En fait, ce n’est pas les capteurs qui devraient être remis en cause pour juger de la validité de la biométrie, mais plutôt les dispositifs utilisés pour analyser les données biométriques et où ces données sont stockées une fois qu’elles ont été consultées.

Les grandes entreprises, comme HSBC et MasterCard, ont les moyens de gérer la sécurité biométrique, la technologie devrait continuer à prospérer.

Mais que se passe-t-il si les petits vendeurs, les réseaux sociaux ou les sites commencent à l’utiliser ? On ignore ce qui se passera quand la biométrie deviendra une forme universelle de sécurité.

Ce qui est certain, c’est que les entreprises devront mettre en place non pas une forme de sécurité mais l’authentification multi-facteurs pour leurs clients.

source : Tech City News

HSBC : la première banque biométrique

La Banque britannique a annoncé son intention de déployer la technologie de sécurité biométrique pour ses services bancaires grand public afin de lutter contre les cyberattaques.

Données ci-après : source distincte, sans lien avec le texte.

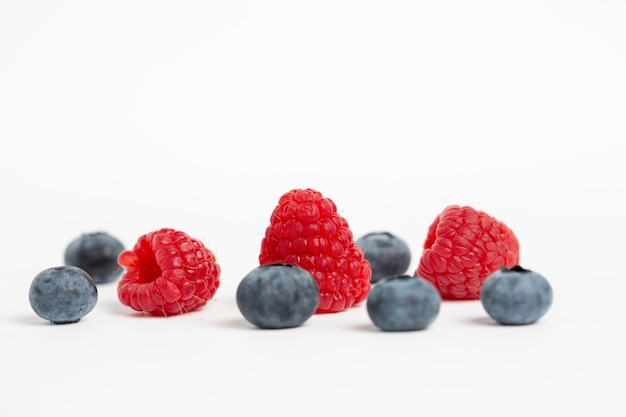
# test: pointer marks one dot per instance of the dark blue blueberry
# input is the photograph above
(387, 254)
(402, 303)
(97, 254)
(516, 295)
(277, 296)
(63, 294)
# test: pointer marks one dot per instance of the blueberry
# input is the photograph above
(516, 295)
(403, 303)
(387, 254)
(97, 254)
(277, 296)
(63, 294)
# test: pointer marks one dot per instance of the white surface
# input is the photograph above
(128, 116)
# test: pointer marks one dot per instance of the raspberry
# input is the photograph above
(462, 248)
(167, 273)
(305, 230)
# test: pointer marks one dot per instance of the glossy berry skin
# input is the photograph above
(168, 273)
(307, 231)
(403, 303)
(387, 254)
(97, 254)
(516, 296)
(463, 247)
(278, 296)
(63, 294)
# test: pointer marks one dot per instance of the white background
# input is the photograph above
(128, 116)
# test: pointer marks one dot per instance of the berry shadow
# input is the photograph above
(36, 321)
(483, 321)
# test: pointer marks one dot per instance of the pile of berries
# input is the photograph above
(309, 263)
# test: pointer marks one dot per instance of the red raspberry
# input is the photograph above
(167, 273)
(463, 247)
(305, 230)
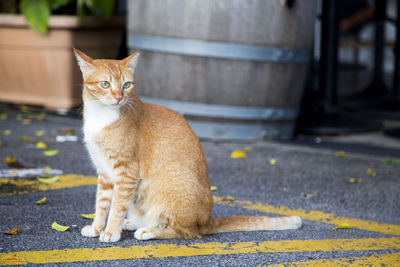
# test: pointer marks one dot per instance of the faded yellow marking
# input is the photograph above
(13, 186)
(375, 260)
(317, 216)
(197, 249)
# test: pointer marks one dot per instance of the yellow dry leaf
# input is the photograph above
(340, 153)
(3, 116)
(26, 122)
(48, 180)
(25, 138)
(39, 133)
(356, 180)
(228, 198)
(41, 145)
(13, 231)
(247, 148)
(238, 154)
(50, 153)
(342, 226)
(89, 216)
(41, 201)
(10, 160)
(59, 227)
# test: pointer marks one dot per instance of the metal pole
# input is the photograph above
(396, 82)
(329, 49)
(380, 16)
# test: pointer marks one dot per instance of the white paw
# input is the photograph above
(109, 237)
(129, 225)
(143, 234)
(296, 221)
(89, 231)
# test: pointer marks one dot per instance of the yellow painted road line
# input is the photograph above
(374, 260)
(13, 186)
(197, 249)
(316, 216)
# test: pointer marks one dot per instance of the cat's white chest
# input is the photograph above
(97, 117)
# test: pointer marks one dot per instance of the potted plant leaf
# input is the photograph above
(37, 65)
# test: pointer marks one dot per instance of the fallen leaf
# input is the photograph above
(17, 165)
(238, 154)
(26, 122)
(50, 153)
(13, 231)
(39, 116)
(340, 153)
(67, 131)
(228, 198)
(3, 116)
(25, 138)
(371, 172)
(41, 145)
(306, 195)
(48, 180)
(39, 133)
(356, 180)
(89, 216)
(58, 227)
(25, 109)
(41, 201)
(247, 148)
(66, 138)
(390, 161)
(10, 160)
(342, 226)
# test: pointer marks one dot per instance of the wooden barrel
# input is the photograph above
(235, 69)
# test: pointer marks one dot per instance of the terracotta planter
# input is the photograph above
(41, 69)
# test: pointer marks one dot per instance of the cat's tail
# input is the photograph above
(252, 223)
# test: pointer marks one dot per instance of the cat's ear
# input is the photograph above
(84, 61)
(131, 61)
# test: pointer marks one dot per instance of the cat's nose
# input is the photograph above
(118, 98)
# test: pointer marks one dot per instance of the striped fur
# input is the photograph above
(152, 174)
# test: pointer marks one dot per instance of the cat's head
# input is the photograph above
(108, 82)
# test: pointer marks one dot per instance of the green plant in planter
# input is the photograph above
(37, 12)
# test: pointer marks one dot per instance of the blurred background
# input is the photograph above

Dans une Déclaration publiée le 19 février, la Banque a fait remarquer que près de 37 % des personnes pensent que l’utilisation de mots de passe traditionnels est dépassée en tant que mesure de sécurité. HSBC, ainsi que la banque britannique First Direct, ont l’intention de déployer l’utilisation de la technologie de sécurité biométrique vocale, ainsi que l’identification de contact (touch ID identifier une empreinte), pour les clients des services bancaires mobiles au Royaume-Uni.

Francesca McDonagh, à la tête de la banque de détail et de gestion du patrimoine d’HSBC au Royaume-Uni, a expliqué : “c’est le plus grand déploiement prévu de technologie de sécurité biométrique vocale au Royaume-Uni et illustre nos investissements continus dans l’innovation numérique et de se concentrer à rendre nos services encore plus pratique pour nos clients. Le lancement de la biométrie vocale et du Touch ID, rendent encore plus rapide et plus facile pour les clients d’accéder à leur compte bancaire, à l’aide de la forme la plus sécurisée de la technologie de mot de passe : le corps“.

Avec les nouveaux processus de sécurité en place, les clients auront accès aux technologies de pointe pour accéder à leur compte via mobile ou par téléphone. L’identité du titulaire d’un compte sera vérifiée à l’aide des caractéristiques de corps unique, spécifiquement la voix et les empreintes digitales.

Source : HSBC News

HSBC face à la disruption bancaire

Les banques font face à la destruction dans certains secteurs d’activité selon une nouvelle étude de McKinsey. Afin de faire face à la disruption bancaire, HSBC sera conseillé par la firme pour lutter contre ces technologies de rupture avec un grand projet de consultation.